You can also try something like this:
spec:
replicas: 2
strategy:
type: RollingUpdate
rollingUpdate:
maxSurge: 0
maxUnavailable: 1
With the example above there would be no additional Pods (maxSurge: 0
) and only a single Pod at a time would be unavailable (maxUnavailable: 1
).
In this case, Kubernetes will first stop a Pod before starting up a new one. The advantage of that is that the infrastructure doesn’t need to scale up but the maximum workload will be less.
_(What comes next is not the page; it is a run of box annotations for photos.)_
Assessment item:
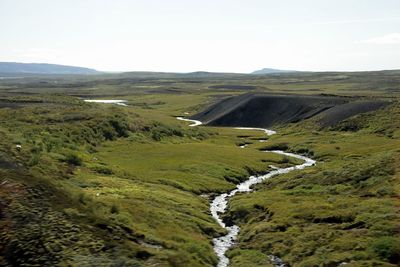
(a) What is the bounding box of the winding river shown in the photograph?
[177,117,315,267]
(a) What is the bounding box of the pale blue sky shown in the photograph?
[0,0,400,72]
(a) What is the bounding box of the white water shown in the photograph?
[83,99,128,106]
[177,117,315,267]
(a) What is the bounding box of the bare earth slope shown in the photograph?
[192,94,388,127]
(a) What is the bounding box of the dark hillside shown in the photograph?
[193,94,387,127]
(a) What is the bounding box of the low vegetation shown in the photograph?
[0,73,400,266]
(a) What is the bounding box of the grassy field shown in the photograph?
[0,72,400,266]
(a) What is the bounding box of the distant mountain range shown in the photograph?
[250,68,297,75]
[0,62,101,75]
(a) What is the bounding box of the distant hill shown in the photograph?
[0,62,101,75]
[117,71,246,78]
[250,68,297,75]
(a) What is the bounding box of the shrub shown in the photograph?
[65,153,83,166]
[372,239,400,264]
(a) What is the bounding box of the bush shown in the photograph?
[372,239,400,264]
[65,153,83,166]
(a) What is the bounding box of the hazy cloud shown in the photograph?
[362,33,400,44]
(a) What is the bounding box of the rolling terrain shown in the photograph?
[0,71,400,266]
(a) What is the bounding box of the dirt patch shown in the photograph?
[192,93,388,127]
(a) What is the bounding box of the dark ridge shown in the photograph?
[192,93,387,127]
[208,84,257,90]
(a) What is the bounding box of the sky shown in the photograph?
[0,0,400,73]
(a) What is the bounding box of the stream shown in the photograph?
[177,117,315,267]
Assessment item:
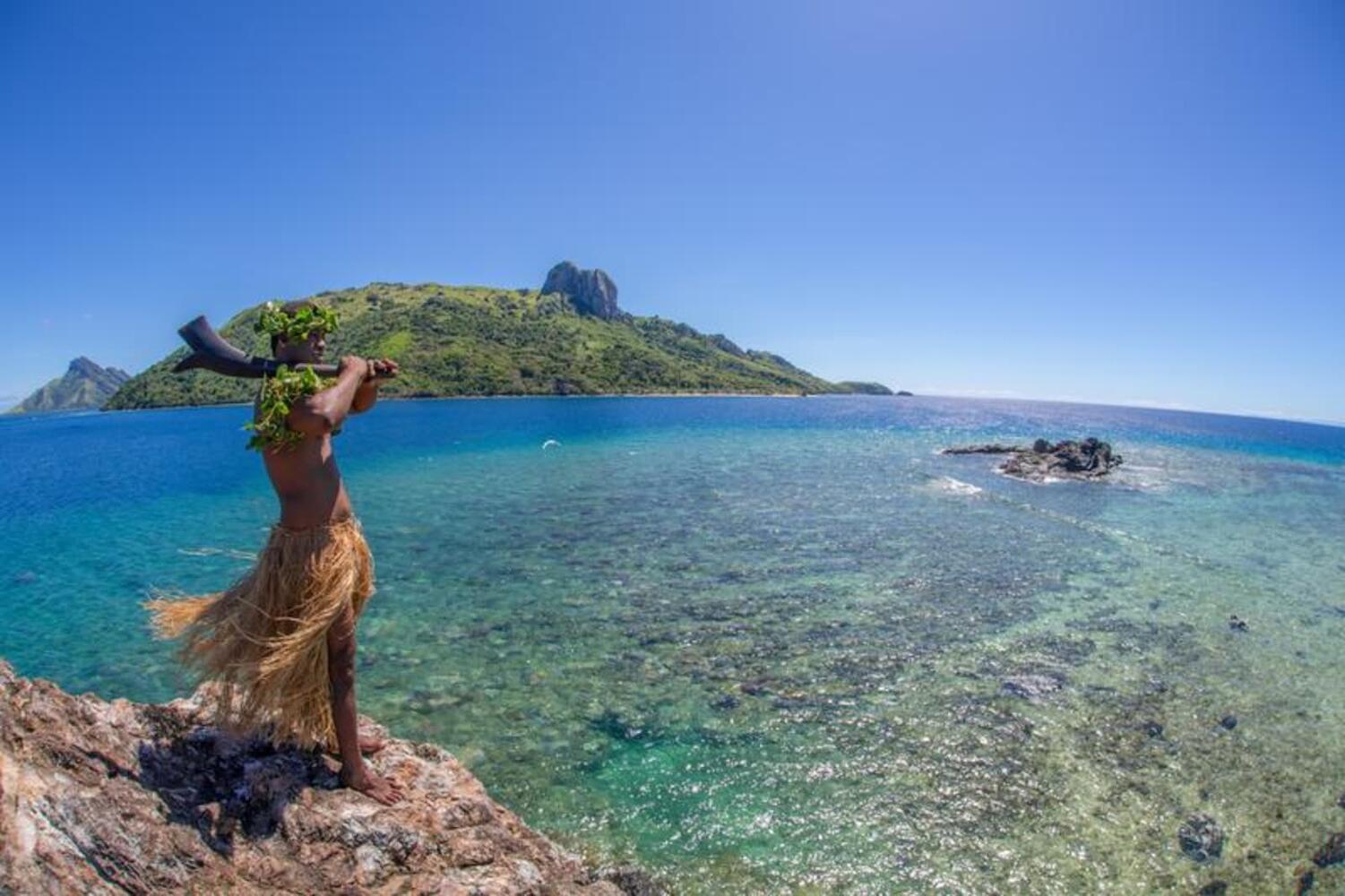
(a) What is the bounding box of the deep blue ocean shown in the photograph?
[0,397,1345,893]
If you chose to use the percentage values for maxSurge
and maxUnavailable
you need to remember that:
maxSurge
- the absolute number is calculated from the percentage by rounding up
maxUnavailable
- the absolute number is calculated from percentage by rounding down
With the RollingUpdate
defined correctly you also have to make sure your applications provide endpoints to be queried by Kubernetes that return the app’s status. Below it's a /greeting
endpoint, that returns an HTTP 200 status when it’s ready to handle requests, and HTTP 500 when it’s not:
readinessProbe:
httpGet:
path: /greeting
port: 8080
initialDelaySeconds: 5
periodSeconds: 5
successThreshold: 1
timeoutSeconds: 1
initialDelaySeconds
- Time (in seconds) before the first check for readiness is done.
periodSeconds
- Time (in seconds) between two readiness checks after the first one.
successThreshold
- Minimum consecutive successes for the probe to be considered successful after having failed. Defaults to 1. Must be 1 for liveness. Minimum value is 1.
timeoutSeconds
- Number of seconds after which the probe times out. Defaults to 1 second. Minimum value is 1.
More on the topic of liveness/readiness probes can be found here.
These are only examples but they should give you the idea of that particular update strategy that could be used in order to eliminate the possibility of downtime.